I got to about 7 kyu, and then it suddenly hit me. Balance is key. Therefore
you should concentrate on those aspects of your life which have become more
urgent. I haven't played very much after that realization.

In my view, Go (or any other hobby, really) would stand in one corner of the
board. Your family, personal life, and work would be at the other three
corners. As the situation on the board evolves, you would choose your best
play. Focusing too much on any one area would leave you over-concentrated. It
would be too inefficient. You'd easily secure one corner but lose the other
three.

But then, if you spread yourself too thin all over the place, trying to please
everyone, including yourself, that would leave you with a vulnerable position
that could fall apart at any moment. That's clearly not good either.

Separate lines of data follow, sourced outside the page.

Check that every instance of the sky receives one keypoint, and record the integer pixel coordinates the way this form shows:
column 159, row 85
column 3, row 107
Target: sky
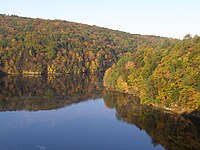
column 168, row 18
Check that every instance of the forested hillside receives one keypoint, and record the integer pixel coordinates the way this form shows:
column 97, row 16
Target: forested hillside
column 36, row 46
column 167, row 76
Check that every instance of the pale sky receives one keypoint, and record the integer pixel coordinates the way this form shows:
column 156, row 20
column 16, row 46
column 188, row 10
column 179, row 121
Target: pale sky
column 169, row 18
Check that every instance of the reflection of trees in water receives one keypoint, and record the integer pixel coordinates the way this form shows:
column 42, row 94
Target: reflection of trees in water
column 42, row 93
column 172, row 131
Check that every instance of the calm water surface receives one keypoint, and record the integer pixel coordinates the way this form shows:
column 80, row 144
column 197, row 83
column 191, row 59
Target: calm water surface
column 73, row 113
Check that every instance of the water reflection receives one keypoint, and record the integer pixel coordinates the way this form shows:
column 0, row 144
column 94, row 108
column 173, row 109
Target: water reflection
column 90, row 124
column 45, row 93
column 172, row 131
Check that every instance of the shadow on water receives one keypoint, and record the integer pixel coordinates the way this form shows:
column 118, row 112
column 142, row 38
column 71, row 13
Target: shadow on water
column 172, row 131
column 34, row 93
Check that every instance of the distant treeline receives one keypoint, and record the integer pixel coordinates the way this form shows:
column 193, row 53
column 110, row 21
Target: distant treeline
column 36, row 46
column 167, row 76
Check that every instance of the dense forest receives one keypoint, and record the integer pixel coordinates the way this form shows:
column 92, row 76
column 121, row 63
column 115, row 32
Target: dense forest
column 38, row 46
column 161, row 71
column 167, row 76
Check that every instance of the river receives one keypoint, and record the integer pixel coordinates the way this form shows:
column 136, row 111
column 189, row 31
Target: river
column 48, row 113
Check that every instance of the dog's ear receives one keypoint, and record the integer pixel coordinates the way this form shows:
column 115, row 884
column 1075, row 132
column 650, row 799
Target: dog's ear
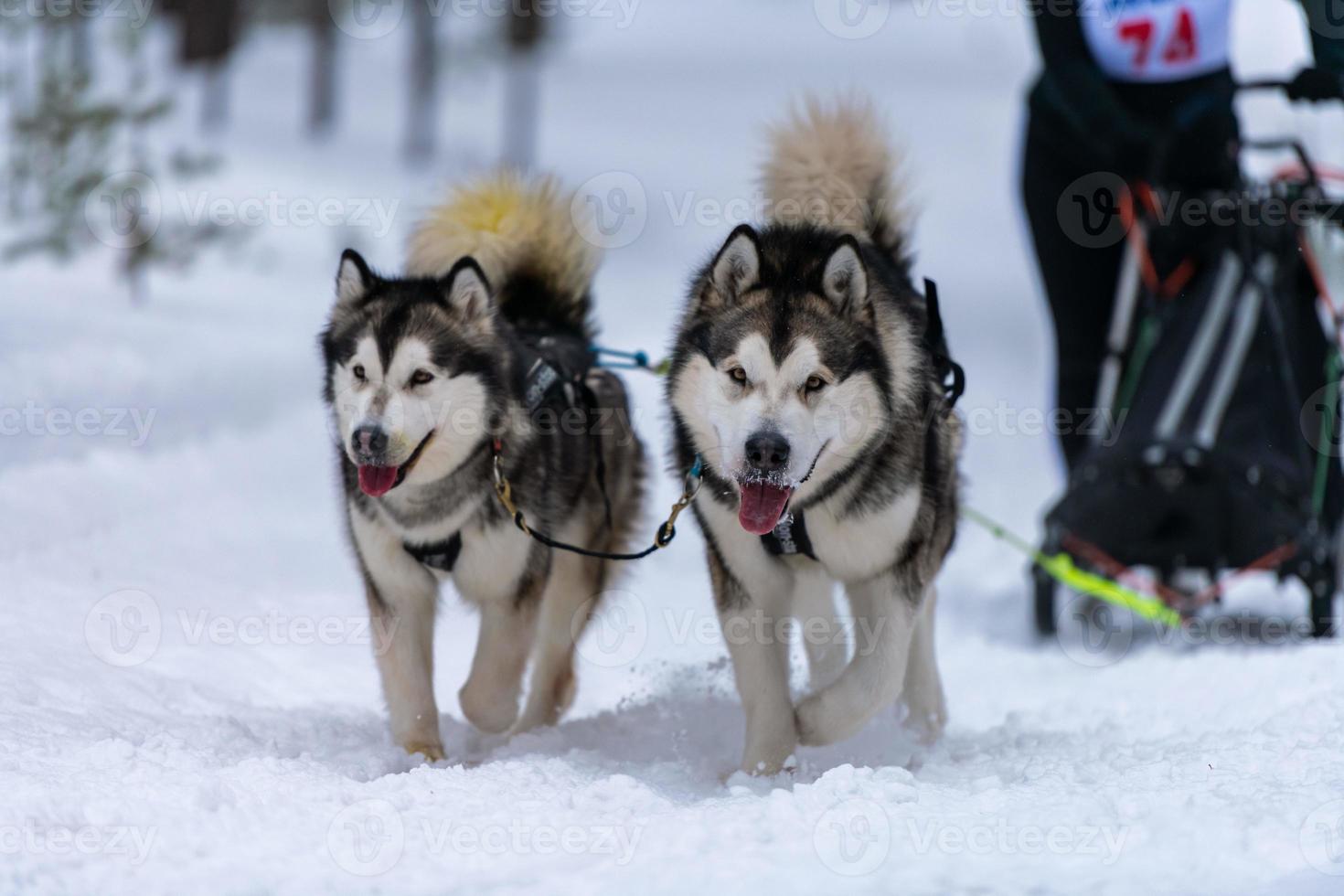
column 354, row 278
column 468, row 292
column 737, row 268
column 846, row 278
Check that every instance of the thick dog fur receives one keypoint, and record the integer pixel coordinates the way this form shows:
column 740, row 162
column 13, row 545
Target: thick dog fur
column 809, row 332
column 422, row 374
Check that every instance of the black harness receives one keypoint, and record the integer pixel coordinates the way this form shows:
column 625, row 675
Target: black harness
column 551, row 366
column 791, row 536
column 441, row 557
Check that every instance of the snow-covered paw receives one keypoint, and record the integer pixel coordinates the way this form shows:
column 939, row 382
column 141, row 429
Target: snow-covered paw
column 489, row 709
column 432, row 752
column 820, row 723
column 766, row 767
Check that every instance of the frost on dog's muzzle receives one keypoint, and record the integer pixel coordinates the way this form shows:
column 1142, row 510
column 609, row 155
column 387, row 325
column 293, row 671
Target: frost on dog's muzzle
column 377, row 480
column 763, row 501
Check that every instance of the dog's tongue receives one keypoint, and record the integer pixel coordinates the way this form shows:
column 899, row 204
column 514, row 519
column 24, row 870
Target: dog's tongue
column 377, row 481
column 763, row 506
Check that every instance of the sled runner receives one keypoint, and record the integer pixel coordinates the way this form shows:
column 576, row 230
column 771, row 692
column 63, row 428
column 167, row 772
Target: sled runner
column 1221, row 452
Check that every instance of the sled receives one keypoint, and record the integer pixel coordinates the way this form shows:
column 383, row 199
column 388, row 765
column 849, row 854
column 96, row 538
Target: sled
column 1221, row 449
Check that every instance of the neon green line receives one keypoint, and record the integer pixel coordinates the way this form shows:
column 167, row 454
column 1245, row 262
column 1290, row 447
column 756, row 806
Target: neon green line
column 1061, row 569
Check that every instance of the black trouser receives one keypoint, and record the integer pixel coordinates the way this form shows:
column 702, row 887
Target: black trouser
column 1080, row 278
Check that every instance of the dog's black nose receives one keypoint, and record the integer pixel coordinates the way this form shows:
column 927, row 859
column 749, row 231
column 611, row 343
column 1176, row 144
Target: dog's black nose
column 768, row 452
column 368, row 441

However, if you patiently settle your stone formations before moving on the
next area, if you gain strength in one corner/side before expanding towards
another, if you are fluid in your decision making process when choosing a
direction (life does throw you stumbling blocks doesn't it?), THEN you'd be a
wise man indeed :)

I do make it a point to participate in a local yearly tournament (five games
over two days) whether I feel ready or not. One day, though, I will come back
to Go in full-force.

I'm also ludwig on KGS, btw. If anyone fancies a game, you can always reach me
via twitter (@ludwig1024).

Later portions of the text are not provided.